Искусство ХХ века, порвав с копированием реальности, нашло средства для построения собственных миров. Но в театре психологическое начало оказалось куда более устойчивым: то, что мы видим на сегодняшних сценах, в большинстве случаев устроило бы и Станиславского с Немировичем. Однако театр вовсе не привит от вируса авангарда и не обладает исключительным правом на традиционность. Как и все искусство ХХ века, он создает не "образы" как содержательные единицы, но прежде всего систему их отношений, структуру, а та наиболее лаконично выражается в абстрактных элементах. Абстрактная схема проглядывает в любом хорошем спектакле, только единицами нового языка выступают не квадрат и крест, как у Малевича, а человеческие тела. Но увы: настоящий, как в 1910-е годы, подвиг беспредметного искусства, оторвавшегося от "зеленого мира мяса и кости" как от земного тяготения, в театре вряд ли возможен — конкретность человека висит тяжким грузом. Только генная инженерия, которая создаст "абстрактного человека", сделает возможным неизобразительный театр. Пока же к осуществлению абсурдной и невыполнимой задачи абстрактного театра приступил в своем проекте Драган Живадинов, наследник театрального авангарда 20-х, который называет себя "конструктором телесного искусства". Как в биомеханике Мейерхольда, актер выступает у него колесиком общего замысла — как и супрематические объекты вроде малевических в руках актеров. Но актер подменяется у Живадинова символом в еще более буквальном — и, следовательно, радикальном смысле.

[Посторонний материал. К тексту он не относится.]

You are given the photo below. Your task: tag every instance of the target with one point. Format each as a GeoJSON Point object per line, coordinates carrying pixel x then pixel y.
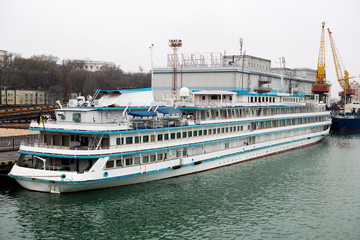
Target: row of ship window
{"type": "Point", "coordinates": [176, 135]}
{"type": "Point", "coordinates": [128, 161]}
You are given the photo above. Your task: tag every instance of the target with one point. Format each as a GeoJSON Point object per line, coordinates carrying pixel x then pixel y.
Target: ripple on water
{"type": "Point", "coordinates": [310, 193]}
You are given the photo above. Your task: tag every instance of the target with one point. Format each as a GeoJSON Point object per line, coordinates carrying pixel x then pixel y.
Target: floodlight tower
{"type": "Point", "coordinates": [175, 45]}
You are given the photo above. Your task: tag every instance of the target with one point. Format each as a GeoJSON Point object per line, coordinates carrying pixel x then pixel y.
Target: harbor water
{"type": "Point", "coordinates": [309, 193]}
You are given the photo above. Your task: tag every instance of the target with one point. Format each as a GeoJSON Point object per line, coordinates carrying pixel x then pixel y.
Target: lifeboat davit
{"type": "Point", "coordinates": [169, 114]}
{"type": "Point", "coordinates": [141, 116]}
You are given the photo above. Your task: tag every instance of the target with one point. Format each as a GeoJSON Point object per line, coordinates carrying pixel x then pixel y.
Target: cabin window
{"type": "Point", "coordinates": [128, 161]}
{"type": "Point", "coordinates": [65, 161]}
{"type": "Point", "coordinates": [172, 135]}
{"type": "Point", "coordinates": [184, 152]}
{"type": "Point", "coordinates": [145, 159]}
{"type": "Point", "coordinates": [119, 163]}
{"type": "Point", "coordinates": [76, 117]}
{"type": "Point", "coordinates": [110, 164]}
{"type": "Point", "coordinates": [128, 140]}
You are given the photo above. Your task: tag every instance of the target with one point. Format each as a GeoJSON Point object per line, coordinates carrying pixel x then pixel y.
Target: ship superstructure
{"type": "Point", "coordinates": [212, 117]}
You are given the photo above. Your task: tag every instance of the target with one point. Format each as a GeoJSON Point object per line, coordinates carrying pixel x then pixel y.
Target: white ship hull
{"type": "Point", "coordinates": [39, 180]}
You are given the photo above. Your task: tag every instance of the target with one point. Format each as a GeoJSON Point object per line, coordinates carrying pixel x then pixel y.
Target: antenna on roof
{"type": "Point", "coordinates": [241, 44]}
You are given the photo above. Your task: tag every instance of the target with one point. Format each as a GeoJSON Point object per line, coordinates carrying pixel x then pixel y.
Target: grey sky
{"type": "Point", "coordinates": [122, 31]}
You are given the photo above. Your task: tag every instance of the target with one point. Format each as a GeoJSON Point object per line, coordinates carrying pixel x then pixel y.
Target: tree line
{"type": "Point", "coordinates": [45, 73]}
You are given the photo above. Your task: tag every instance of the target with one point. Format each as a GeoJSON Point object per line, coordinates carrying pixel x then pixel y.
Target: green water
{"type": "Point", "coordinates": [310, 193]}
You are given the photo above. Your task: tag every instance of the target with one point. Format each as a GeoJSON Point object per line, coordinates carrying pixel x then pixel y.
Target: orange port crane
{"type": "Point", "coordinates": [342, 79]}
{"type": "Point", "coordinates": [320, 86]}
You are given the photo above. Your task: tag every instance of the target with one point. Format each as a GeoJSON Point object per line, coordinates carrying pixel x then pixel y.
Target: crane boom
{"type": "Point", "coordinates": [320, 87]}
{"type": "Point", "coordinates": [342, 79]}
{"type": "Point", "coordinates": [321, 75]}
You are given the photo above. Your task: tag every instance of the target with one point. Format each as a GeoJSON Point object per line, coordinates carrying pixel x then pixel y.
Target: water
{"type": "Point", "coordinates": [310, 193]}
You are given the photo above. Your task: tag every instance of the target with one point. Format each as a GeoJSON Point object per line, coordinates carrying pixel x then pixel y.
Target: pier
{"type": "Point", "coordinates": [7, 160]}
{"type": "Point", "coordinates": [25, 113]}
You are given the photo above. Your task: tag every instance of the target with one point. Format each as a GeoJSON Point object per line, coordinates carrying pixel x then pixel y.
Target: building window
{"type": "Point", "coordinates": [128, 140]}
{"type": "Point", "coordinates": [128, 161]}
{"type": "Point", "coordinates": [145, 159]}
{"type": "Point", "coordinates": [110, 164]}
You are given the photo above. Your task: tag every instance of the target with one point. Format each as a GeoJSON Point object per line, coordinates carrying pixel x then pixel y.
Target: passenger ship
{"type": "Point", "coordinates": [133, 136]}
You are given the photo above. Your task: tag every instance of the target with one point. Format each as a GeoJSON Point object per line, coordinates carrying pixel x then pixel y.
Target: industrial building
{"type": "Point", "coordinates": [253, 76]}
{"type": "Point", "coordinates": [93, 66]}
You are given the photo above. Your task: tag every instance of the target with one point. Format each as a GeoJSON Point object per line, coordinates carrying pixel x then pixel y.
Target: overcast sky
{"type": "Point", "coordinates": [122, 31]}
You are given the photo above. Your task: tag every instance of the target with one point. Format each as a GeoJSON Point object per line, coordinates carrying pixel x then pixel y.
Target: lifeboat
{"type": "Point", "coordinates": [169, 114]}
{"type": "Point", "coordinates": [141, 116]}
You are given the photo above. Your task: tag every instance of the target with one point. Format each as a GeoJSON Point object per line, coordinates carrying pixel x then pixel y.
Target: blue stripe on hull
{"type": "Point", "coordinates": [345, 124]}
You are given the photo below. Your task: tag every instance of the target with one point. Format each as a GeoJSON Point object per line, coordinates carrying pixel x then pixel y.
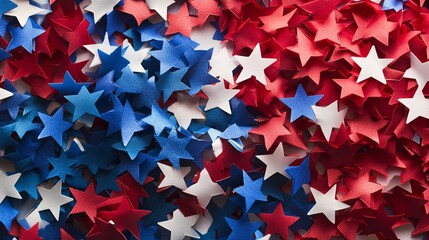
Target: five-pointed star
{"type": "Point", "coordinates": [254, 65]}
{"type": "Point", "coordinates": [101, 8]}
{"type": "Point", "coordinates": [173, 177]}
{"type": "Point", "coordinates": [185, 109]}
{"type": "Point", "coordinates": [160, 7]}
{"type": "Point", "coordinates": [223, 64]}
{"type": "Point", "coordinates": [276, 162]}
{"type": "Point", "coordinates": [135, 57]}
{"type": "Point", "coordinates": [328, 117]}
{"type": "Point", "coordinates": [204, 189]}
{"type": "Point", "coordinates": [104, 47]}
{"type": "Point", "coordinates": [418, 106]}
{"type": "Point", "coordinates": [372, 66]}
{"type": "Point", "coordinates": [219, 97]}
{"type": "Point", "coordinates": [180, 226]}
{"type": "Point", "coordinates": [326, 203]}
{"type": "Point", "coordinates": [23, 11]}
{"type": "Point", "coordinates": [52, 199]}
{"type": "Point", "coordinates": [8, 186]}
{"type": "Point", "coordinates": [418, 71]}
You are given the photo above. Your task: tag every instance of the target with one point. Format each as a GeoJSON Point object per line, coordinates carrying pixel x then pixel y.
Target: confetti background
{"type": "Point", "coordinates": [214, 119]}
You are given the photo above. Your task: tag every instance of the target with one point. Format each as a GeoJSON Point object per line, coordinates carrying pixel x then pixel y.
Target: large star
{"type": "Point", "coordinates": [300, 105]}
{"type": "Point", "coordinates": [372, 66]}
{"type": "Point", "coordinates": [326, 203]}
{"type": "Point", "coordinates": [254, 65]}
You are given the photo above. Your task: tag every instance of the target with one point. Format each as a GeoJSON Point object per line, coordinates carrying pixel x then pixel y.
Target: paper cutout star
{"type": "Point", "coordinates": [135, 57]}
{"type": "Point", "coordinates": [101, 8]}
{"type": "Point", "coordinates": [186, 109]}
{"type": "Point", "coordinates": [23, 11]}
{"type": "Point", "coordinates": [52, 199]}
{"type": "Point", "coordinates": [254, 65]}
{"type": "Point", "coordinates": [160, 6]}
{"type": "Point", "coordinates": [416, 106]}
{"type": "Point", "coordinates": [372, 66]}
{"type": "Point", "coordinates": [223, 65]}
{"type": "Point", "coordinates": [276, 162]}
{"type": "Point", "coordinates": [173, 148]}
{"type": "Point", "coordinates": [329, 117]}
{"type": "Point", "coordinates": [251, 190]}
{"type": "Point", "coordinates": [301, 104]}
{"type": "Point", "coordinates": [204, 189]}
{"type": "Point", "coordinates": [24, 36]}
{"type": "Point", "coordinates": [326, 203]}
{"type": "Point", "coordinates": [219, 96]}
{"type": "Point", "coordinates": [180, 226]}
{"type": "Point", "coordinates": [84, 102]}
{"type": "Point", "coordinates": [54, 126]}
{"type": "Point", "coordinates": [104, 47]}
{"type": "Point", "coordinates": [8, 186]}
{"type": "Point", "coordinates": [173, 177]}
{"type": "Point", "coordinates": [277, 222]}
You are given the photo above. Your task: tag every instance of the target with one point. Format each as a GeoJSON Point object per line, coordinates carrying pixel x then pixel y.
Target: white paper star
{"type": "Point", "coordinates": [173, 176]}
{"type": "Point", "coordinates": [418, 106]}
{"type": "Point", "coordinates": [204, 189]}
{"type": "Point", "coordinates": [101, 8]}
{"type": "Point", "coordinates": [5, 94]}
{"type": "Point", "coordinates": [372, 66]}
{"type": "Point", "coordinates": [104, 47]}
{"type": "Point", "coordinates": [276, 162]}
{"type": "Point", "coordinates": [180, 226]}
{"type": "Point", "coordinates": [254, 65]}
{"type": "Point", "coordinates": [52, 199]}
{"type": "Point", "coordinates": [219, 97]}
{"type": "Point", "coordinates": [23, 11]}
{"type": "Point", "coordinates": [326, 203]}
{"type": "Point", "coordinates": [329, 117]}
{"type": "Point", "coordinates": [418, 71]}
{"type": "Point", "coordinates": [185, 109]}
{"type": "Point", "coordinates": [223, 64]}
{"type": "Point", "coordinates": [135, 57]}
{"type": "Point", "coordinates": [160, 7]}
{"type": "Point", "coordinates": [8, 186]}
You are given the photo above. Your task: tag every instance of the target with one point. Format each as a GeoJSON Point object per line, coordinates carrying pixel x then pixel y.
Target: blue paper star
{"type": "Point", "coordinates": [300, 174]}
{"type": "Point", "coordinates": [68, 86]}
{"type": "Point", "coordinates": [113, 62]}
{"type": "Point", "coordinates": [243, 228]}
{"type": "Point", "coordinates": [170, 82]}
{"type": "Point", "coordinates": [251, 190]}
{"type": "Point", "coordinates": [173, 148]}
{"type": "Point", "coordinates": [54, 126]}
{"type": "Point", "coordinates": [159, 119]}
{"type": "Point", "coordinates": [84, 102]}
{"type": "Point", "coordinates": [8, 214]}
{"type": "Point", "coordinates": [300, 105]}
{"type": "Point", "coordinates": [23, 36]}
{"type": "Point", "coordinates": [169, 57]}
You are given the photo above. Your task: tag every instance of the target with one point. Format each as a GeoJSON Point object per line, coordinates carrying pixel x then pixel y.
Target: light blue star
{"type": "Point", "coordinates": [300, 105]}
{"type": "Point", "coordinates": [84, 102]}
{"type": "Point", "coordinates": [54, 126]}
{"type": "Point", "coordinates": [251, 190]}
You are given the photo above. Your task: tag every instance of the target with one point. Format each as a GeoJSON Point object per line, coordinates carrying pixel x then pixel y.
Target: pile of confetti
{"type": "Point", "coordinates": [214, 119]}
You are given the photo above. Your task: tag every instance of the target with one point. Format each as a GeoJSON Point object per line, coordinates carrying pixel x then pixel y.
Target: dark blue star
{"type": "Point", "coordinates": [54, 126]}
{"type": "Point", "coordinates": [300, 105]}
{"type": "Point", "coordinates": [170, 82]}
{"type": "Point", "coordinates": [173, 148]}
{"type": "Point", "coordinates": [251, 190]}
{"type": "Point", "coordinates": [68, 86]}
{"type": "Point", "coordinates": [23, 36]}
{"type": "Point", "coordinates": [300, 174]}
{"type": "Point", "coordinates": [169, 57]}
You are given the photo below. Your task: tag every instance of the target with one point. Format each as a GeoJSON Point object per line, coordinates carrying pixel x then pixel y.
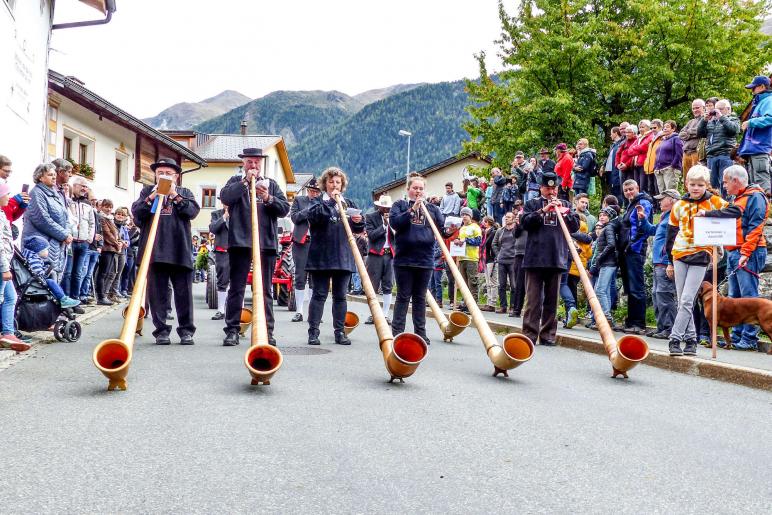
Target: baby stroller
{"type": "Point", "coordinates": [37, 308]}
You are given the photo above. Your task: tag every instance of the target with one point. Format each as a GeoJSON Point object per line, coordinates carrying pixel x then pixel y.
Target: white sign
{"type": "Point", "coordinates": [457, 250]}
{"type": "Point", "coordinates": [715, 231]}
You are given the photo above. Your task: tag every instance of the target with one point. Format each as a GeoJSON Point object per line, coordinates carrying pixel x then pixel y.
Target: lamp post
{"type": "Point", "coordinates": [407, 172]}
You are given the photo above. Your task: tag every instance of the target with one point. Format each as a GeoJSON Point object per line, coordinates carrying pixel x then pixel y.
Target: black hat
{"type": "Point", "coordinates": [171, 163]}
{"type": "Point", "coordinates": [252, 152]}
{"type": "Point", "coordinates": [549, 179]}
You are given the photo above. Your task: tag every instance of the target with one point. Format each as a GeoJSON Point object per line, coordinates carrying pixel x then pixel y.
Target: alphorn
{"type": "Point", "coordinates": [631, 349]}
{"type": "Point", "coordinates": [516, 348]}
{"type": "Point", "coordinates": [450, 327]}
{"type": "Point", "coordinates": [112, 357]}
{"type": "Point", "coordinates": [261, 359]}
{"type": "Point", "coordinates": [402, 353]}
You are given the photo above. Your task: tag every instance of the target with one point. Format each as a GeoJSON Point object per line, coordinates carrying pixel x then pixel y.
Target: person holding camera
{"type": "Point", "coordinates": [719, 127]}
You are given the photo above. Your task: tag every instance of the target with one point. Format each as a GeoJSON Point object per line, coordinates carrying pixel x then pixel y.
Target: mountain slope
{"type": "Point", "coordinates": [368, 147]}
{"type": "Point", "coordinates": [292, 114]}
{"type": "Point", "coordinates": [187, 114]}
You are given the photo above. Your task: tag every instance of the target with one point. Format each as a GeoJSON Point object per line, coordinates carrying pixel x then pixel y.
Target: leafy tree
{"type": "Point", "coordinates": [574, 68]}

Спектакль будет показан еще пять раз — через каждые десять лет — с тем же составом актеров, которые будут постепенно выбывать из строя по уважительной причине — в силу своей смерти. Со смертью каждого персонажа он будет заменен абстрактным символом, а его речь — особой музыкальной фразой. Так спектакль будет постепенно убывать, пока — к 20 апреля 2045 года — не умрут все актеры. Останется в живых лишь сам Драган Живадинов, который, забрав с собой все символические фигуры, улетит на ракете с космодрома Байконур, где в состоянии невесомости, как на картине Малевича, будет разыгран последний спектакль этого великолепного утопического проекта, покоящегося на шатком основании — вере творца в собственное бессмертие.
Словенское искусство — самое близкое русскому по своей чувствительности к утопии, к ее обаянию и ее мрачным последствиям. Художники самой западной, в географическом и культурном смысле, части бывшей Югославии — и группа "Ирвин", и музыканты "Лайбаха" — работают именно с утопией, с авангардным истоком тоталитарной эстетики ХХ века, наличие которого для них, как и для русских художников, не требует доказательства. Драган Живадинов, с его великолепной харизмой и неостановимой энергией, сам выступает вполне тоталитарным художником — его роль в проекте, где актеры все больше превращаются в статуэтки, очень похожа на роль тайного убийцы в "Десяти негритятах". Однако искусство, тоталитарное по своей природе, к счастью, позволяет разыграть тоталитарный проект в плоскости чистого искусства. Насилие над зрителем и актером входит в представление о великом театре, и Драган Живадинов доказал это довольно убедительно.